The ongoing payment and billing problems customers are having and the inability for them to make changes to their coverage or information quickly and easily is very troubling, Smith said in a recent interview with VTDigger.
“There are legitimate reasons to think that many of the issues are going to be corrected but we don’t know that for a fact. So at this point in time, I think it’s important for all the business markets and, quite frankly, for individuals to know they’re not shoehorned into something that they don’t think is working correctly,” he said.
State officials have said the automated change of circumstance function, the source of much of the exchange’s frustrations, will go live in April. That will end the costly and labor-intensive process in which state employees and contractors enter those changes manually.
If that’s the case, the conversation about alternatives may prove unnecessary, Smith said, but lawmakers can’t count on that happening given the exchange’s history.
One option Smith floated is to see if there’s a way to allow people in the individual market to purchase insurance directly from the carriers participating in the exchange, the same way that small businesses do.

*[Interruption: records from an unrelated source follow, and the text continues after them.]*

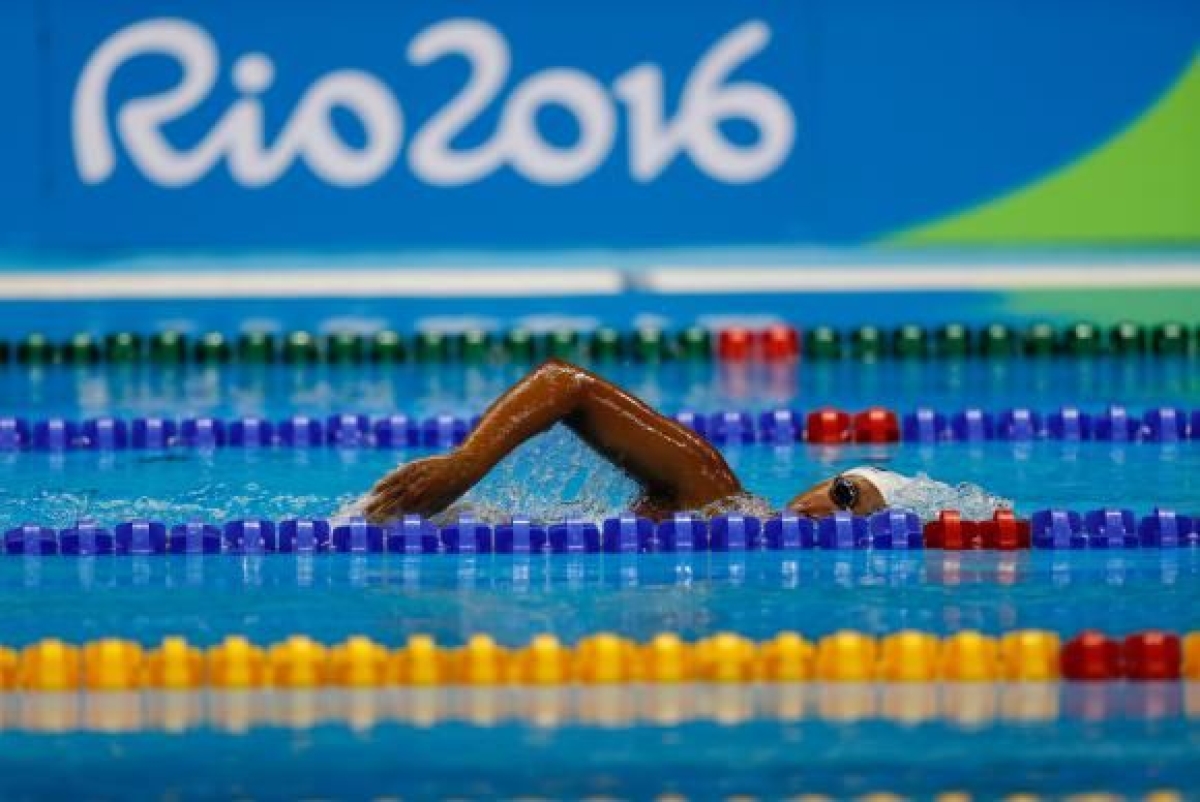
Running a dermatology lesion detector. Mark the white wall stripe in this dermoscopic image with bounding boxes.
[0,267,625,300]
[0,262,1200,301]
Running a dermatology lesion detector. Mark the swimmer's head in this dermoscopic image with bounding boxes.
[787,466,910,517]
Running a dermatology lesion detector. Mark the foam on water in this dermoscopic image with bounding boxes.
[892,473,1013,521]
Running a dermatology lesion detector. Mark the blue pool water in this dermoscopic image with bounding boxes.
[0,358,1200,417]
[0,430,1200,528]
[0,359,1200,798]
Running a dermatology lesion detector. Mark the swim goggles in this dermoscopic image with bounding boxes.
[829,475,858,509]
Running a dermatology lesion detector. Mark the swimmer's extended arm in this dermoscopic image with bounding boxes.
[366,359,742,521]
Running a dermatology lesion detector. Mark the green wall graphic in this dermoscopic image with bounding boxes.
[884,53,1200,245]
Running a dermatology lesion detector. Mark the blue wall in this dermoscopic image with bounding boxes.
[0,0,1200,250]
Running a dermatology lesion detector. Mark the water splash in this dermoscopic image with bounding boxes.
[436,426,637,523]
[892,473,1013,521]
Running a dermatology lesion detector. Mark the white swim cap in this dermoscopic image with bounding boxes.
[841,465,912,507]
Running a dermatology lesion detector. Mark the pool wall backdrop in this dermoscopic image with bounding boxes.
[0,0,1200,252]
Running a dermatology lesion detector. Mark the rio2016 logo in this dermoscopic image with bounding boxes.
[71,18,796,188]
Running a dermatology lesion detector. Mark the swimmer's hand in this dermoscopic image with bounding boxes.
[362,453,479,523]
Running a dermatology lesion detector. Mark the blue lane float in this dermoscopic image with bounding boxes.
[4,508,1200,557]
[0,406,1200,451]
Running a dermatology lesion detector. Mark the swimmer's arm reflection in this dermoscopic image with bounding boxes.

The challenge there, Smith said, is whether the state and carriers can find an alternative mechanism to determine people’s eligibility for subsidies or Medicaid when they sign up, and he acknowledged such an alternative would rely heavily on the carriers’ willingness to participate.
Smith said the House will also give serious consideration to Rep. Patti Komline’s proposal to transition from the current state-based exchange to a new category of exchange called a supported state-based marketplace (SSBM). Several other states, including Oregon and Nevada, are using an SSBM, but there is a dearth of information from the feds about how they work.

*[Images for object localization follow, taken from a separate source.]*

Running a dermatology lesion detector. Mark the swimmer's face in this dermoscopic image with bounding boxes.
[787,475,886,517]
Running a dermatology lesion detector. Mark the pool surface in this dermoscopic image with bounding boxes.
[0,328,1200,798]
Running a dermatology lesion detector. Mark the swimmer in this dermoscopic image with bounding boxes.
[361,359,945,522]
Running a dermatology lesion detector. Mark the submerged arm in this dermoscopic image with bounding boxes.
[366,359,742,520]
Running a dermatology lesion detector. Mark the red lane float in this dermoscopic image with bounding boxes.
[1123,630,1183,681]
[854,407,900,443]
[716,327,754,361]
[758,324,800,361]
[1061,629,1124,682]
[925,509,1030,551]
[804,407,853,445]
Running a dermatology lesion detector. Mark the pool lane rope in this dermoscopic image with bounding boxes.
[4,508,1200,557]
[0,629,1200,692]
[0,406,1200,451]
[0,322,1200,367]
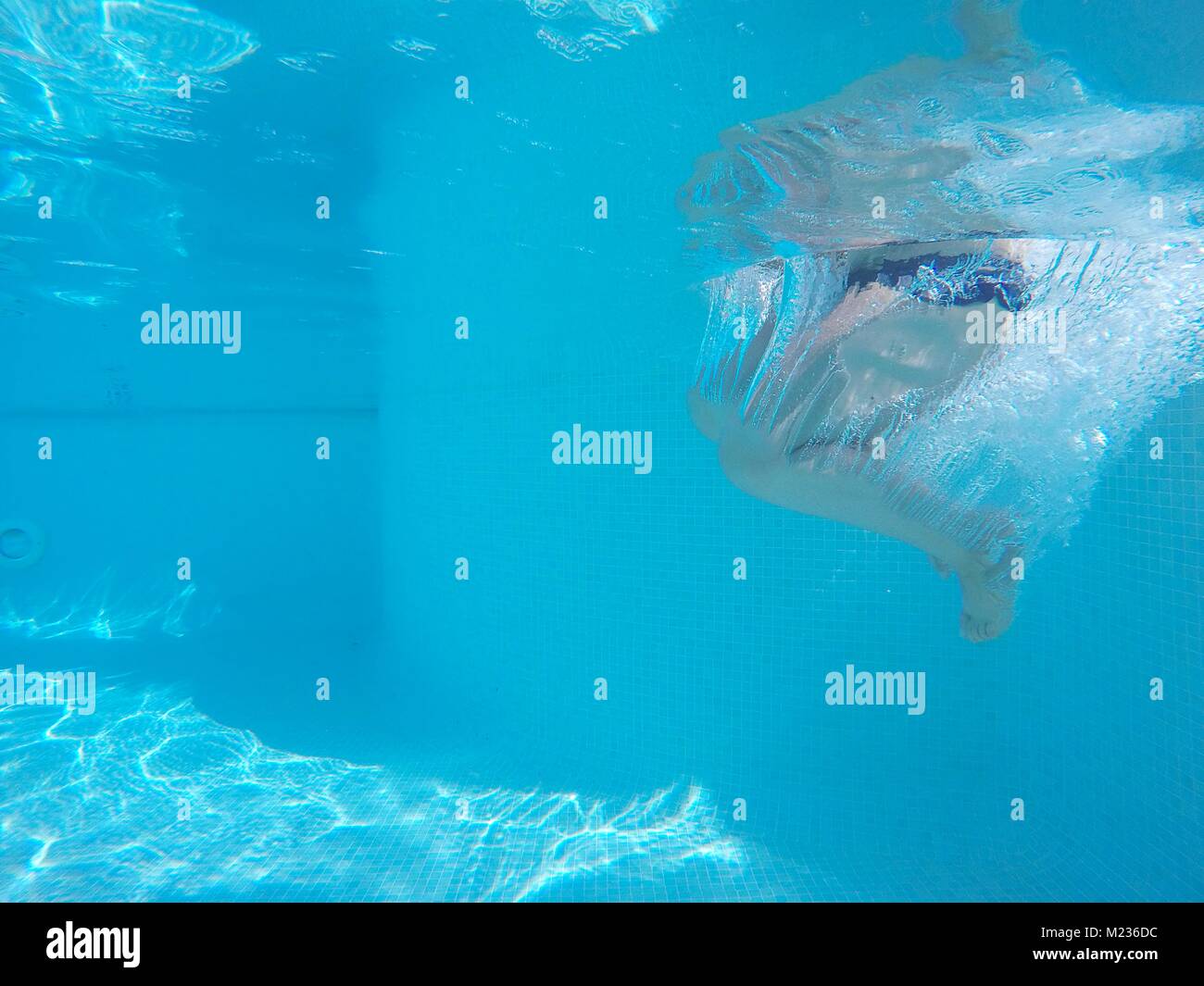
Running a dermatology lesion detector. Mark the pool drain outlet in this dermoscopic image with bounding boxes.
[0,520,45,569]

Smith said he was part of a conversation with officials in Oregon to find about more about how SSBMs work, and though he’s not sold, he hopes the House Health Care Committee will continue to weigh it as an option.
“It’s not clear to us that that mechanism is one that would work for the Medicaid populations, and it probably would still require us to have Medicaid software in place,” he said.
He’s also concerned Vermont could lose the ability to offer additional subsidies on top of what the feds provide, if they rely more heavily on the federal exchange. Another question is whether the transition could happen before the next open enrollment period in November.
Then there’s the matter of the the King v. Burwell Supreme Court case that could prohibit states using the federal exchange from offering subsidies at all. Smith said he’s not as sure as some others in the Legislature and elsewhere that an SSBM exchange would bypass a court ruling against the Obama administration.
Others who are calling for Vermont to join the federal exchange are “too cavalier” in discounting a loss for the president at the hands of the Supreme Court, he said, saying the case is in his mind a “jump ball.”
However, the current state of affairs at Vermont Health Connect isn’t sustainable or fair to those required to use it, he said. After the high court rules, which it’s expected to this spring, if the exchange isn’t working as advertised, it will be time to look for other options, Smith said.
“I think it’s going to be really important to see what happens in May, and at some point in time you’ve got to fish or cut bait,” the speaker said.